Friday, May 1, 2009

The Tollway to Damascus

Feast of St. Joseph the Worker
May Day
(International Workers' Day - most countries except US & Canada)

Today's Word:
Acts 9:1-20 (The conversion of Saul of Tarsus)
Psalm 117 (The fidelity of the Lord endures forever)
John 6:52-59 (The Bread of Live Discourse VI: "Unless you eat of the flesh of the Son of Man and drink his blood, you do not have life within you")

I've mentioned a couple of times in this series that the road that leads to Heaven must ultimately come to the outskirts of Calvary. There are no bypasses, no alternate routes. If you are among the followers of Jesus Christ, you will reach a point somewhere along the way where you will either abandon everything you can't carry in lieu of the hope and promise of what awaits beyond Calvary, or you will turn back.

There was, of course, only one true event at Calvary; and that was all God's doing in Jesus. For the rest of us, there's still a literal aspect as we will all eventually leave this life. Along the way, though, we will have our own figurative events we can liken to that at Calvary. Some seem larger than life at the time. However, these events can shape and mold our determination to finish the journey. 

While Jesus paid the ultimate price for all, there's still the matter of what we do to each other; how our interactions create a chain of events that affect our relationship with God. Charles Dickens seems to illustrate this best in A Christmas Carol: the ghost of Jacob Marley appears bound by the chain he forged in life, a life indicative of a serious imbalance between personal profit and almsgiving. In the Gospel of Matthew (25:31-46) Jesus establishes the criteria, summed up in v.40: Whatever you do for the least of my people, you do for me. The opposite also applies.

Saul of Tarsus had his mind on extinguishing the Light, once and for all. He was leading the charge in and around Jerusalem, having people arrested simply because they were disciples of "The Way" (as the early Christian movement came to be called). Knowing that Philip, Peter, and John had spread their preaching into Samaria, he got clearance to arrest disciples from Jerusalem all the way to Damascus. He set off for Damascus to carry this out when the time came for Saul to be blinded -literally - by the very Light he had figured to put out. This day, the road to Damascus, normally a free journey, would exact a price from Saul.

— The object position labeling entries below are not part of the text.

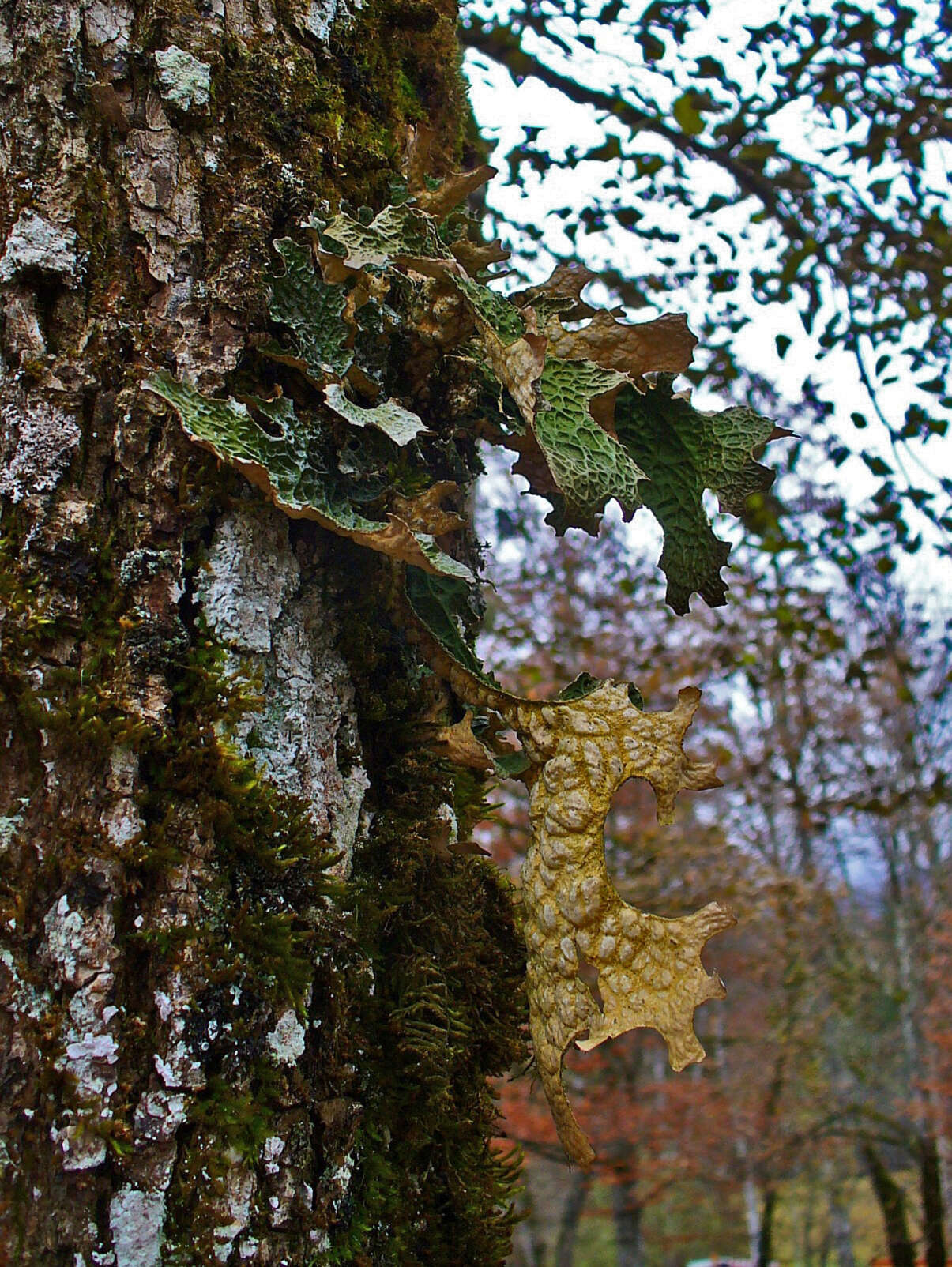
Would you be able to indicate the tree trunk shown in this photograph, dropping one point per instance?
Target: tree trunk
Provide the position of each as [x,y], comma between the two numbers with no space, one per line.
[220,895]
[627,1216]
[765,1242]
[931,1190]
[841,1229]
[891,1202]
[578,1187]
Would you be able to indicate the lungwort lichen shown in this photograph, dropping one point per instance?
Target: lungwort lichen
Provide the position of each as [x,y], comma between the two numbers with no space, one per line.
[394,354]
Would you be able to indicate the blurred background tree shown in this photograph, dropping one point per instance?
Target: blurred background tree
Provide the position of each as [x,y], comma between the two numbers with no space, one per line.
[780,172]
[777,171]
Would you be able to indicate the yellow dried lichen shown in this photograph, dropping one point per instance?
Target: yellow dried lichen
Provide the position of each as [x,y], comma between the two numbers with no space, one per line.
[648,968]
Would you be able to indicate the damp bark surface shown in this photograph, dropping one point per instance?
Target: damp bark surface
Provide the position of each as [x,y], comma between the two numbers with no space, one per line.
[220,897]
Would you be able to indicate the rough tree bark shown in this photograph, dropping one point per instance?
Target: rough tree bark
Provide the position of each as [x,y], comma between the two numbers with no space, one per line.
[220,897]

Some accounts indicate that Saul was on horseback and was thrown off his mount. In the NAB translation, Luke states that "a light from the sky suddenly flashed" around Saul; in short, he was struck by lightning, with or without the accompanying thunderstorm. A disparate voice thundered at Saul and those traveling with him, "Why are you persecuting me?"

Never in Saul's life had he expected this to happen. Further, the voice identified himself as Jesus. Saul had never met him, and in his mind thought he knew more than he ever wanted to about him. Saul was instructed to continue his journey to Damascus where he would learn his own fate. Now blinded, he abandoned the task at hand, and for three days had to be led around by his companions, obviously fearful of what might happen when they arrived in the city.

Saul might have thought his life was over; that in Damascus he would be taken before less than friendly authorities who would call for his imprisonment or execution. But with his sight gone, Jesus hands him something to hope for - that at least his sight will be restored. In the course of those three days he gave up food and drink, continually replaying the events in his mind and seeing them in his mind's eye.

Meanwhile, in Damascus a disciple named Ananias learns that the Lord will use him as an instrument of prayer and healing to restore Saul's sight. Ananias knows Saul's reputation and is unsure of the prospect. Still, he's also well aware that the Lord has moved in mysterious ways before, so he meets Saul and restores his sight.

Three days can be an eternity when life is hanging in the balance. When Saul's sight is restored by a disciple of The Way, and without trepidation or precondition, he begins to understand that he will bear the cost of conversion for the rest of his life. He will become the most prolific preacher and writer of the New Covenant, eclipsing any of the apostles who actually walked with Jesus in the flesh. His sincerest motivation would become serving the Lord and Master of his life, which he did most lovingly.